Reviewed by Colin Jacobson (April 25, 2006)
Unlike his Saturday Night Live peers such as Chris Rock and Adam Sandler, I never thought of David Spade as a stand-up performer. However, he shows that side of his talent via an HBO special entitled Take the Hit. Shot in his hometown of Phoenix, this special highlights Spade’s trademark sarcasm and snarkiness.
Spade’s routine mixes reflections on his youth and notes on pop culture. In the former category, he looks at his teen years and his problems with girls. Spade also chats about growing up with a rarely-there father and how this affected him.
In the latter area, Spade chats about music and movies. He also relates his thoughts on various subjects such as living in Arizona, going to the zoo, and residing in LA. Spade mixes personal thoughts with elements more related to general culture.
Frankly, the show works best when it focuses on Spade’s childhood. Expect barely muted anger as he gets into these elements. Spade feeds off an obviously less than idyllic youth for his attitude and tone, and when he indulges in those areas, he scores his best moments. These get a little too raunchy and mean at times, but Spade usually mines his pain for humor.
The pop culture stuff works less well, which comes as something of a surprise. Spade scored big points on SNL with his vicious “Hollywood Minute” routines, but he proves much less acerbic here.

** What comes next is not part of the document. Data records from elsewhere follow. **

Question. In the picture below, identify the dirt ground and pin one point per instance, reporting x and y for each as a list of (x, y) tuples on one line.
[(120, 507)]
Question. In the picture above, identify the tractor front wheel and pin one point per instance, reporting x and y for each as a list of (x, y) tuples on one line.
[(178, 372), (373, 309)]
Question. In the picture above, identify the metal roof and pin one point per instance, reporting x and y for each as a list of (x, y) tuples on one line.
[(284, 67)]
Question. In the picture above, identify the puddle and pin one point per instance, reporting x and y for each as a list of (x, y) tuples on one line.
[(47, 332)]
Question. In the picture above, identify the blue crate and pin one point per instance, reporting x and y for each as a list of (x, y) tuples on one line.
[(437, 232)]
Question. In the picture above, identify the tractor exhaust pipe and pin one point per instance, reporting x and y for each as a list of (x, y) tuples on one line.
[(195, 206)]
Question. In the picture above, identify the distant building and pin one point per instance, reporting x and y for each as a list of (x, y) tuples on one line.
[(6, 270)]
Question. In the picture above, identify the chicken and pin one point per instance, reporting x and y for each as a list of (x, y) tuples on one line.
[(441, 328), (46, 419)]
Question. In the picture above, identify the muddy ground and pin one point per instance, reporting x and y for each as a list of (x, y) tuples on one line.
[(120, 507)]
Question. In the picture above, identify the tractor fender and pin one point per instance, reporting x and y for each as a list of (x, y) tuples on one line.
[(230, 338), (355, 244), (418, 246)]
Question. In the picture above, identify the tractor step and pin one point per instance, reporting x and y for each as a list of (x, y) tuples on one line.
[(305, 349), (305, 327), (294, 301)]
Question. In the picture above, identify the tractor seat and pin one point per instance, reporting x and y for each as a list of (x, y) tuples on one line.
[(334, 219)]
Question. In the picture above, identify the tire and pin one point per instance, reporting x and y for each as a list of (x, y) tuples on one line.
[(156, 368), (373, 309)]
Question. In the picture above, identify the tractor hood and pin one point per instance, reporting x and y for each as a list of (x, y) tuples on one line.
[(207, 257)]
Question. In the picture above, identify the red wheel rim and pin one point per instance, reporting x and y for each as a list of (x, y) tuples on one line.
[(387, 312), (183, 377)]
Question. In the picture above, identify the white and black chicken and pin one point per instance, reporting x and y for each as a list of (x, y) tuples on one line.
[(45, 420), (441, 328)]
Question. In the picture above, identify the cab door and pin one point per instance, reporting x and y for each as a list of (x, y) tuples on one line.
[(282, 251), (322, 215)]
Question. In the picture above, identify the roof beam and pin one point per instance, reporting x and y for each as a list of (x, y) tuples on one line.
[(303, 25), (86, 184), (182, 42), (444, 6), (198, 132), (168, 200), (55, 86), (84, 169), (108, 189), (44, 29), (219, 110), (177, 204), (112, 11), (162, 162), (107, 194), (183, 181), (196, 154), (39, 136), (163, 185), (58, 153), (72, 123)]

The best he can do is mock REM’s Michael Stipe for the singer’s continued “woe is me” lyrics despite the band’s success. That’s not particularly fresh or insightful, and these moments don’t go much of anywhere.
The dated nature of Hit doesn’t help. The show was recorded in early 1998, for God’s sake! This doesn’t affect the impact of Spade’s childhood remarks, but it makes his cultural references stale. Notes about Jon-Benet Ramsey and Titanic show their age. Sure, we still remember these events, but they don’t exactly feel fresh eight years later.
Hit comes across well on DVD through a professional and serviceable presentation. It sticks with the basics and doesn’t try to add artificial “spice” to the experience. Spade comes on stage, delivers his act, and that’s it; no backstage nonsense or video effects or anything else to interfere. Occasional crowd shots appear, but those remain minor, which is good. We see Spade mainly in medium or close-up shots, which works well for this kind of experience.
In the end, Take the Hit provides an erratic but generally amusing show. It suffers from cultural irrelevance due to references that were current when it was filmed but dated now. However, there’s enough wit on display to make it enjoyable.